I have AWS API gateway setup for a public endpoint with no auth. It connects to a websocket that triggers a Lambda.
I was creating connections with Python's websocket-client lib at https://pypi.org/project/websocket_client/.
I noticed that connections would fail ~10% of the time, and get worse as I increased load. I can't find anywhere that would be throttling me seeing as my general API Gateway settings say Your current account level throttling rate is 10000 requests per second with a burst of 5000 requests.. That’s beside the point that just 2-3 requests per second would trigger issue fairly often.

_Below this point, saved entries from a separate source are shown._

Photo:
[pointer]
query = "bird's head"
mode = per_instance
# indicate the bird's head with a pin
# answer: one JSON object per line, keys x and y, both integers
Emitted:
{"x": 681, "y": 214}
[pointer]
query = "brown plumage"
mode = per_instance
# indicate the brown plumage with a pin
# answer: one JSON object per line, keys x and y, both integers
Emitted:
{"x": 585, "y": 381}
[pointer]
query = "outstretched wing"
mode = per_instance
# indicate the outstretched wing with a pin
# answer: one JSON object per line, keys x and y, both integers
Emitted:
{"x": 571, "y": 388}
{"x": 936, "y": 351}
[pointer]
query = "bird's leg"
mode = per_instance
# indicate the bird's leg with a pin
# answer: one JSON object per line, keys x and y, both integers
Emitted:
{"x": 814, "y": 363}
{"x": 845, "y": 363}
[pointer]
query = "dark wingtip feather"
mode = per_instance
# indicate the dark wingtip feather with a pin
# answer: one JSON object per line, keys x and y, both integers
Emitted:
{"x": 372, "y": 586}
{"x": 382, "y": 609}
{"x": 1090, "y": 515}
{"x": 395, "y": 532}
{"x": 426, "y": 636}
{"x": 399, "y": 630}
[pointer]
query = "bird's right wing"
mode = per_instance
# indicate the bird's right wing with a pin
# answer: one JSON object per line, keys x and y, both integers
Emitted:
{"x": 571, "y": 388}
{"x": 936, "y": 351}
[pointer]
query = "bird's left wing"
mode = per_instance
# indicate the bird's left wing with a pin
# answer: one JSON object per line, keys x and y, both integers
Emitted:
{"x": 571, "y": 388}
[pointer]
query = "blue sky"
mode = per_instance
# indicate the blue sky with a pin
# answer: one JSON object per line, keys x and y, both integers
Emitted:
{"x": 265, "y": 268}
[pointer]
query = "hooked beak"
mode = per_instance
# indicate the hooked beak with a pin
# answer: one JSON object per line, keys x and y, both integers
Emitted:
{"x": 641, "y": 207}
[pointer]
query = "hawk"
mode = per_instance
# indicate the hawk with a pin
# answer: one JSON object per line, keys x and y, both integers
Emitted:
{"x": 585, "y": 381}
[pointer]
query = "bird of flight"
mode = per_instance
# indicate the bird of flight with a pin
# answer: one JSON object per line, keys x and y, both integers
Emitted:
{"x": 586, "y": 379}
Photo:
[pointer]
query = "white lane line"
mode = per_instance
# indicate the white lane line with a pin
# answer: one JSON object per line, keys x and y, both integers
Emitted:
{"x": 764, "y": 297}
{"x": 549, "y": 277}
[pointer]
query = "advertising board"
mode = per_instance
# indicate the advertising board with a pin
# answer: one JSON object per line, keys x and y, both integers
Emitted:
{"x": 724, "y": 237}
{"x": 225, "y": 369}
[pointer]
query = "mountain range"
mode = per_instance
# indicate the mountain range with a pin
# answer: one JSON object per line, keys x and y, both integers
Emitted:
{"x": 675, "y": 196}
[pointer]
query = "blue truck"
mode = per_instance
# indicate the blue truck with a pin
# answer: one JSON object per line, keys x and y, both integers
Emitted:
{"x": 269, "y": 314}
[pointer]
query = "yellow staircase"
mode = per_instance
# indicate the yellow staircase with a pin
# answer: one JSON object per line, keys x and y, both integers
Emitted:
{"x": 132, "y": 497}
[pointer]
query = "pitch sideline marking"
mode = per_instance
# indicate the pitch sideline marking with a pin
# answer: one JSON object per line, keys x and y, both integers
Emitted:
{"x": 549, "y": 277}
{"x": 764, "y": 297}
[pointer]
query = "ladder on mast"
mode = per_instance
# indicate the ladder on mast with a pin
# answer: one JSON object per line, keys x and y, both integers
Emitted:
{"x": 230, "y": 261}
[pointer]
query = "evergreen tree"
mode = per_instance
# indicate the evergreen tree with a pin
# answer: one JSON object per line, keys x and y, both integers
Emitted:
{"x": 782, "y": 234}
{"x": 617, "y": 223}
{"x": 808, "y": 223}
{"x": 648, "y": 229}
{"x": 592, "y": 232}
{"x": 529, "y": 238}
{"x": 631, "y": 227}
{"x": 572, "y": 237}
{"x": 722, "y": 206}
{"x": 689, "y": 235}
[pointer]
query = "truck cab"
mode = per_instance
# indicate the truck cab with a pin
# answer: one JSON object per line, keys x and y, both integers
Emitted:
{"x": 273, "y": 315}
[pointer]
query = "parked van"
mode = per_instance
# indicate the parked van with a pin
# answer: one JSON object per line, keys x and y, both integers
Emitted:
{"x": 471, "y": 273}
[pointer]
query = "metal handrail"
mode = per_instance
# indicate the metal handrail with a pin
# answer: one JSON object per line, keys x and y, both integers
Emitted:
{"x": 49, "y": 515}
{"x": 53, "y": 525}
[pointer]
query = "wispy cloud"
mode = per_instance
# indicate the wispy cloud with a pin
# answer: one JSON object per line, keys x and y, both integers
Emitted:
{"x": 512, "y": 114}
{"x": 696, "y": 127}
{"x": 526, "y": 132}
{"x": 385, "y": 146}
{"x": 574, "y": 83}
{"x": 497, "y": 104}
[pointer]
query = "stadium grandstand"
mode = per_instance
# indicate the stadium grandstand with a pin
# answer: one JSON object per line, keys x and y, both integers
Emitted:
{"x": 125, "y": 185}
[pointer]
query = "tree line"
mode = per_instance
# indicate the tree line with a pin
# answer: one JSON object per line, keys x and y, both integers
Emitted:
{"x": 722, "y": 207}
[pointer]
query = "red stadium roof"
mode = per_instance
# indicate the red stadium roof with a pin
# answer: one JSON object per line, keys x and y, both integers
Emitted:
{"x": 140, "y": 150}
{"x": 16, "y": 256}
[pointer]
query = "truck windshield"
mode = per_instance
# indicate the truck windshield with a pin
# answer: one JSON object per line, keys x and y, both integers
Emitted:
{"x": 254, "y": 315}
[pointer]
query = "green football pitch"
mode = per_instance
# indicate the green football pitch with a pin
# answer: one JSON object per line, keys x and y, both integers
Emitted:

Meanwhile the failure response would be like {u'message': u'Forbidden', u'connectionId': u'Z2Jp-dR5vHcCJkg=', u'requestId': u'Z2JqAEJRvHcFzvg='}
I went into my CloudWatch log insights and searched for the connection ID and request ID. The log group for the API gateway would find no results with either ID. Yet a search on my Lambda that fires on websocket connect, would have a log with that connection ID. The log showed everything running as expected on our side. The lambda simply runs a MySQL query that fires.
Why would I get a response of forbidden, despite the lambda working as expected?
The existing question over at getting message: forbidden reply from AWS API gateway, seems to address if it's ALWAYS returning forbidden for some private endpoints. Nothing lined up with my use case.
UPDATE
I think this may be related to locust.io, or python, which I'm using to connect every second. I installed https://www.npmjs.com/package/wscat on my machine and am connecting and closing as fast as possible repeatedly. I am not getting a Forbidden message. It's just extra confusing since I'm not sure how the way I connect would randomly spit back a Forbidden message some of the time.
class SocketClient(object):
def __init__(self, host):
self.host = host
self.session_id = uuid4().hex
def connect(self):
self.ws = websocket.WebSocket()
self.ws.settimeout(10)
self.ws.connect(self.host)
events.quitting += self.on_close
data = self.attach_session({})
return data
def attach_session(self, payload):
message_id = uuid4().hex
start_time = time.time()
e = None
try:
print("Sending payload {}".format(payload))
data = self.send_with_response(payload)
assert data['mykey']
except AssertionError as exp:
e = exp
except Exception as exp:
e = exp
self.ws.close()
self.connect()
elapsed = int((time.time() - start_time) * 1000)
if e:
events.request_failure.fire(request_type='sockjs', name='send',
response_time=elapsed, exception=e)
else:
events.request_success.fire(request_type='sockjs', name='send',
response_time=elapsed,
response_length=0)
return data
def send_with_response(self, payload):
json_data = json.dumps(payload)
g = gevent.spawn(self.ws.send, json_data)
g.get(block=True, timeout=2)
g = gevent.spawn(self.ws.recv)
result = g.get(block=True, timeout=10)
json_data = json.loads(result)
return json_data
def on_close(self):
self.ws.close()
class ActionsTaskSet(TaskSet):
@task
def streams(self):
response = self.client.connect()
logger.info("Connect Response: {}".format(response))
class WSUser(Locust):
task_set = ActionsTaskSet
min_wait = 1000
max_wait = 3000
def __init__(self, *args, **kwargs):
super(WSUser, self).__init__(*args, **kwargs)
self.client = SocketClient('wss://mydomain.amazonaws.com/endpoint')
Update 2
I have enabled access logs, the one type of log that wasn't there before. I can now see that my lambdas are always getting a 200 with no issue. The 403 is coming from some MESSAGE eventType that doesn't hit an actual routeKey. Not sure where it comes from, but pretty sure finding that answer will solve this.
I was also able to confirm there are no ENI issues.